Estasi

 

Dal greco ekstasis, condizione di chi esce fuori da sé. Per molte tradizioni filoso­fiche e religiose, designa lo stato di unione e comunione col divino che si raggiunge attra­verso qualche forma di esperienza mistica.

 

Secondo S. Tommaso, l’estasi può coinvolgere nell’uomo sia la dimensione del conoscere sia la dimensione del volere. "Si dice che uno pati­sce l’estasi quando esce da sé stesso (cum ex­tra se ponitur). E ciò può avvenire sia per le facoltà conoscitive sia per le facoltà appetiti­ve.

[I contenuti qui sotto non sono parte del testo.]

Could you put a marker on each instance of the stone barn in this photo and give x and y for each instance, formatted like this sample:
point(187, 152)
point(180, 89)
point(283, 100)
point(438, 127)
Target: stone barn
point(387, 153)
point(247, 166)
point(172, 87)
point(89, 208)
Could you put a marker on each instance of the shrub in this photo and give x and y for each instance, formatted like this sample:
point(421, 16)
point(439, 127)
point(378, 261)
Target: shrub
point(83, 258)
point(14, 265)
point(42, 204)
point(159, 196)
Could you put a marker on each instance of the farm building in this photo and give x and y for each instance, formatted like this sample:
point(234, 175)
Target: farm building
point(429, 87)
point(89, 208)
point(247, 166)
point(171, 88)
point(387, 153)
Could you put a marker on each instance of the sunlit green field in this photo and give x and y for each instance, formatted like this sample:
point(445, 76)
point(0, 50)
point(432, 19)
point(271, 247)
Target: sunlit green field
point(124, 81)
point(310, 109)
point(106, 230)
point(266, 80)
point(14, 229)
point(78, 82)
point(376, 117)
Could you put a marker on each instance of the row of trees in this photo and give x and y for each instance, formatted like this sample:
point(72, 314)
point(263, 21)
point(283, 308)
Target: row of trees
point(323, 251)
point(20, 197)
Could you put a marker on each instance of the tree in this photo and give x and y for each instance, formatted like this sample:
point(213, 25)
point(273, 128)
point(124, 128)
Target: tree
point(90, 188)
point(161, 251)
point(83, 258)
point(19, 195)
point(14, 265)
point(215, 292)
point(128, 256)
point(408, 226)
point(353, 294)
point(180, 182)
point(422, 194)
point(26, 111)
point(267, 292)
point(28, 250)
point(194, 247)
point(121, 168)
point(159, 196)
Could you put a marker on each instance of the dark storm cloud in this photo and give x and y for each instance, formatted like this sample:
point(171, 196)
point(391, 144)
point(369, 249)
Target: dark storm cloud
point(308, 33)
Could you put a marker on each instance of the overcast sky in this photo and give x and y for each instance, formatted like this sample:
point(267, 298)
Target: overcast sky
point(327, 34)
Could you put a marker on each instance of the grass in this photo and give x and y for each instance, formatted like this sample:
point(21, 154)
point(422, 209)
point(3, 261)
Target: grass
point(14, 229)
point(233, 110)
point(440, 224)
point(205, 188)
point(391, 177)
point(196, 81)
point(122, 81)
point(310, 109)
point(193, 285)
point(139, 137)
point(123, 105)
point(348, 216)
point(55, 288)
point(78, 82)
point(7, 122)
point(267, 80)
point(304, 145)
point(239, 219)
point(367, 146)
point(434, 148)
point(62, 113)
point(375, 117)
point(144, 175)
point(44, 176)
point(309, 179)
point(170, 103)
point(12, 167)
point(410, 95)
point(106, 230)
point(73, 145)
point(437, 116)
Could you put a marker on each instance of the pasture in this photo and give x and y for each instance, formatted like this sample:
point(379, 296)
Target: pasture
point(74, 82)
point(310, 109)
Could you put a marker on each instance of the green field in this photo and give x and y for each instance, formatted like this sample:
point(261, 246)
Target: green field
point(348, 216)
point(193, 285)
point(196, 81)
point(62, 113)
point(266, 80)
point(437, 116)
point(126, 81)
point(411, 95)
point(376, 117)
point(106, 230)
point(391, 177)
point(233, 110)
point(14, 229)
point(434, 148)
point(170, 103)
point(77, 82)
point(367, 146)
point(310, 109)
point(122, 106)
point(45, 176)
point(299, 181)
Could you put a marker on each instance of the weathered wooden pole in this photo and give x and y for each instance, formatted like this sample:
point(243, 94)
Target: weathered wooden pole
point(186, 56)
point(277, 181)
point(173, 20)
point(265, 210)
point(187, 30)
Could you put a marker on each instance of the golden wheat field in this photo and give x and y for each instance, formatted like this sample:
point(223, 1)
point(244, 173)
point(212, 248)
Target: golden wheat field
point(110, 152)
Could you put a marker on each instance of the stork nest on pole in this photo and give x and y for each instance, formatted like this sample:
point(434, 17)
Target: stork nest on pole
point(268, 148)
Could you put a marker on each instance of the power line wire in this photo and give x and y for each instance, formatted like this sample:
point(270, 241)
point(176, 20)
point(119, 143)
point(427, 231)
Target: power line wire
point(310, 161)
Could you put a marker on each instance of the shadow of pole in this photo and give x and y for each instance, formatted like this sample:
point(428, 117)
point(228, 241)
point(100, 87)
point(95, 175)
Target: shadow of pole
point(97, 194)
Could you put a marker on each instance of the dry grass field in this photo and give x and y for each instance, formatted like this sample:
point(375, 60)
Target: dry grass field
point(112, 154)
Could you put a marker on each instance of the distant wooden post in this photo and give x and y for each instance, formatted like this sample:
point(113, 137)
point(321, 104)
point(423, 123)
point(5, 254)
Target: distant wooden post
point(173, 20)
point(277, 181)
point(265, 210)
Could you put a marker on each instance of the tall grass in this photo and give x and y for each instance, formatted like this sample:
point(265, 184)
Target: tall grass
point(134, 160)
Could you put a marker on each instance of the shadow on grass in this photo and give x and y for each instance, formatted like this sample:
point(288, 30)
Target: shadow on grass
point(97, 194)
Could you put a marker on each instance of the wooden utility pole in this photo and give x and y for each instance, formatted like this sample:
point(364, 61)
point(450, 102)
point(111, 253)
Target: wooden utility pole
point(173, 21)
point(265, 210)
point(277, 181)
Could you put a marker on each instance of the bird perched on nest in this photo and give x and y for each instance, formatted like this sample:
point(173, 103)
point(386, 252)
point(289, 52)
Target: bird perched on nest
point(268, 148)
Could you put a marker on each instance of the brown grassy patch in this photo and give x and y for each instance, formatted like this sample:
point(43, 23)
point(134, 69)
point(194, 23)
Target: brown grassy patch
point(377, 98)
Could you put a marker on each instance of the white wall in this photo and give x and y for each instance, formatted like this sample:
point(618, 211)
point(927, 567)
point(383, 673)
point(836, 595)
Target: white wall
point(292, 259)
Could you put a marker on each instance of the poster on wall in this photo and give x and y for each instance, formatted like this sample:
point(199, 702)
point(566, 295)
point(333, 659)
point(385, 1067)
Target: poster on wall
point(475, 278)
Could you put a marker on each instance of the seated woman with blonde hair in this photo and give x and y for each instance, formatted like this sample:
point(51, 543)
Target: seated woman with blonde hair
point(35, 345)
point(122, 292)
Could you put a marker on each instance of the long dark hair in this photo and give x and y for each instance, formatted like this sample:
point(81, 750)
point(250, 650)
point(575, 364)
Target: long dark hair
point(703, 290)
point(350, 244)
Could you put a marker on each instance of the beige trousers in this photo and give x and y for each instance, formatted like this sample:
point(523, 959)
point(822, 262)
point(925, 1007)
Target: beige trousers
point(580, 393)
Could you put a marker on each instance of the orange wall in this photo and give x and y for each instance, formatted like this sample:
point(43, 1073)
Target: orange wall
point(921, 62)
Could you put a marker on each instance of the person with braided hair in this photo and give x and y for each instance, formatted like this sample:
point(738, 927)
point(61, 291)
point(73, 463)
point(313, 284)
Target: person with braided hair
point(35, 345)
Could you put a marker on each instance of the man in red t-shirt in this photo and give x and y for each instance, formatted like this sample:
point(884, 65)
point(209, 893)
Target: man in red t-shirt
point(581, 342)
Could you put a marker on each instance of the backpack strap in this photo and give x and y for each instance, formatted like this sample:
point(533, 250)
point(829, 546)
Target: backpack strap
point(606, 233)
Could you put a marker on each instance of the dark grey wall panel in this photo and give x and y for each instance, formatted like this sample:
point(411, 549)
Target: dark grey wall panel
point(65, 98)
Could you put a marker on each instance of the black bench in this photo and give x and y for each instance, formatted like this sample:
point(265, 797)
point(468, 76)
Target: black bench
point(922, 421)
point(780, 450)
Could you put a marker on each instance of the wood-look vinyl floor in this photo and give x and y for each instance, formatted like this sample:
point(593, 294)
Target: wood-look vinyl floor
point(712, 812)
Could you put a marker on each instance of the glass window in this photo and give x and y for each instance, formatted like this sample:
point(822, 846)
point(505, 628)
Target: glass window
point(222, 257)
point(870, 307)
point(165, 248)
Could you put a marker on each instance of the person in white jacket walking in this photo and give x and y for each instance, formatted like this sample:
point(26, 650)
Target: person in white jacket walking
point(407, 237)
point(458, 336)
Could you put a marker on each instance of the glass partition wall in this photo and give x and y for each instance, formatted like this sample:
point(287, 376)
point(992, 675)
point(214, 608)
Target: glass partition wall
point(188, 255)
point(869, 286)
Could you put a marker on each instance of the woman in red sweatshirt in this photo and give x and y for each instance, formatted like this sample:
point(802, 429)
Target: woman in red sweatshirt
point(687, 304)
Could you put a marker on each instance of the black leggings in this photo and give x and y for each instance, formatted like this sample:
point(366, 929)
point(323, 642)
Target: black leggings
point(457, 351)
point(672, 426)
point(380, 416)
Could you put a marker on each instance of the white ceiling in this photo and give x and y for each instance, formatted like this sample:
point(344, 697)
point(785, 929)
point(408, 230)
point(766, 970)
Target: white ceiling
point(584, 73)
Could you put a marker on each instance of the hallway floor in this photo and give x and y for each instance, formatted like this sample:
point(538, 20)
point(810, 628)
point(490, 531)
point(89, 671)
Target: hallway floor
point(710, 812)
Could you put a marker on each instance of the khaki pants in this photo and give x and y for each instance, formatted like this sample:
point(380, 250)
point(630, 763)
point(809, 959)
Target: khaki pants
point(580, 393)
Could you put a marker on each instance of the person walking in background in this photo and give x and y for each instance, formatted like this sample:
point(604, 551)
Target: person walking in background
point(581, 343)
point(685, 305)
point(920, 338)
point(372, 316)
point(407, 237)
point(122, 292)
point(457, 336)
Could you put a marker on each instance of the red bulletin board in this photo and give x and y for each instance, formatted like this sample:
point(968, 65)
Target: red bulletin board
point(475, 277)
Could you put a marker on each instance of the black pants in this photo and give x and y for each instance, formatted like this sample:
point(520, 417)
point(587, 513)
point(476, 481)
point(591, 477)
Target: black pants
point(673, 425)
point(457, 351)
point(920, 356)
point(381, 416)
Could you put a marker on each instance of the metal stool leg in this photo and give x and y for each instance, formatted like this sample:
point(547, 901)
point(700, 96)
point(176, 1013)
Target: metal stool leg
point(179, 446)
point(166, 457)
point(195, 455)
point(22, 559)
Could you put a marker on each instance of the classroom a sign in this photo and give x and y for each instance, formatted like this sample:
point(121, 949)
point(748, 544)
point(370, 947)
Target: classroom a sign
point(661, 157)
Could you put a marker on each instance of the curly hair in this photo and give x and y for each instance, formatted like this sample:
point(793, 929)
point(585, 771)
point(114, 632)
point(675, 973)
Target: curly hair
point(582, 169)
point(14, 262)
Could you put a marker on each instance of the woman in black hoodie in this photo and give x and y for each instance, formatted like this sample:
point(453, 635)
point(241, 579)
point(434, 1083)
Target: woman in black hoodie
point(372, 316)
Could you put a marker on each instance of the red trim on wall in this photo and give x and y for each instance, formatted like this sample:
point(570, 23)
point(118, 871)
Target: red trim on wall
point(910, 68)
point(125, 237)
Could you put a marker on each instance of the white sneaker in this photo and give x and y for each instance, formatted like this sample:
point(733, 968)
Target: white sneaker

Si dice che uno è fuori di sé secondo le potenze conoscitive, quando viene posto fuori dalla propria conoscenza: o perché è sollevato a una conoscenza superiore, essen­do ammesso a comprendere cose superiori al senso e alla ragione, e allora si dice che patisce l’estasi perché posto fuori dalla co­noscenza naturale della ragione e dei sensi, oppure perché decade al di sotto di sé; e così si dice che patisce "l’estasi” uno che cade nella follia o nella demenza.  Si dice invece che uno patisce estasi secondo la parte appe­titiva quando la sua facoltà appetitiva si por­ta verso l’oggetto, uscendo in qualche modo da sé stesso" (I-II, q. 28, a. 3).